The sire is powerpoint, and his birth brother broought 28k
At the wild & wonderful sale.

Dam is from du biquet, Canadian bloodlines,

The buck kids are 4 months old, both are mine!


----------



## LadySecret (Apr 20, 2013)

Handsome guys! Congrats


----------



## ksalvagno (Oct 6, 2009)

Very nice!


----------



## Cedar Point Kikos (Oct 16, 2013)

Exciting!


----------



## groovyoldlady (Jul 21, 2011)

They're very handsome. Congrats!!!


----------



## Suzanne_Tyler (Jul 19, 2014)

They're beautiful!

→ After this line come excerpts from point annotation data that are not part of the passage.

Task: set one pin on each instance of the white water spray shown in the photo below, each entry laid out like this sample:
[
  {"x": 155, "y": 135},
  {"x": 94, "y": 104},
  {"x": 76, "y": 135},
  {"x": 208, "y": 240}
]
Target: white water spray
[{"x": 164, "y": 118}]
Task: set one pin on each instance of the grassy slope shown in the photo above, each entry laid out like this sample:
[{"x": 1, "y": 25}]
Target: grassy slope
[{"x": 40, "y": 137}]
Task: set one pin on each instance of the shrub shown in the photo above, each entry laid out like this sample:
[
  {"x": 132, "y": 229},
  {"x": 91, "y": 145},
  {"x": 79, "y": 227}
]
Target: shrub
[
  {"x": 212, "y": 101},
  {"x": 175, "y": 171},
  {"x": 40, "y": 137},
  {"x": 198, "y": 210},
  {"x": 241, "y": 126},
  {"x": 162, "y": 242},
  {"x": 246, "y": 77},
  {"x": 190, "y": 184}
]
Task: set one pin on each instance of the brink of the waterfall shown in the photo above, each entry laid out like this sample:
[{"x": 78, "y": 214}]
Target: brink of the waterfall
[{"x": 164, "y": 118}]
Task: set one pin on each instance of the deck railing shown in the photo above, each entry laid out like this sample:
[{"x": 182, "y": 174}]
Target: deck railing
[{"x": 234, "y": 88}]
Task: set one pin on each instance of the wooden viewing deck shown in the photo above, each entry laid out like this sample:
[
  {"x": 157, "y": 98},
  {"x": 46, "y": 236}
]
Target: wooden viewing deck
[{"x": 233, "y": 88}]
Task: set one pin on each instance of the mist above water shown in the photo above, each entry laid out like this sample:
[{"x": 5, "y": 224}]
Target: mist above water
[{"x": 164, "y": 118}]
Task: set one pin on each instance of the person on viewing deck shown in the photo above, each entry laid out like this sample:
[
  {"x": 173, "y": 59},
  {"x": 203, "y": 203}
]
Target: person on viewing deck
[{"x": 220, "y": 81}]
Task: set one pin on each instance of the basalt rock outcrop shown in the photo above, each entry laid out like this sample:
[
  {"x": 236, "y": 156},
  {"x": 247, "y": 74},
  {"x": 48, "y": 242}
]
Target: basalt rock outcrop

Congrats!


----------



## nancy d (Oct 5, 2007)

Oooh la LA!


----------



## BOERKING (Jan 5, 2015)

thanks guys! im excited


----------



## toth boer goats (Jul 20, 2008)

So exciting.


----------



## BOERKING (Jan 5, 2015)

New pics arrived couple days ago! I sectioned off a barn for them, didn't have time to put a grain feeder on the walls lol


----------



## minibarn (Jul 20, 2010)

Very nice! And which herd did they come from?


----------



## BOERKING (Jan 5, 2015)

Thanks; and High octane


----------



## Crossroads Boers (Feb 19, 2011)

Congrats!!!!!


----------



## lottsagoats1 (Apr 12, 2014)

Very nice! Congrats on your boys.


----------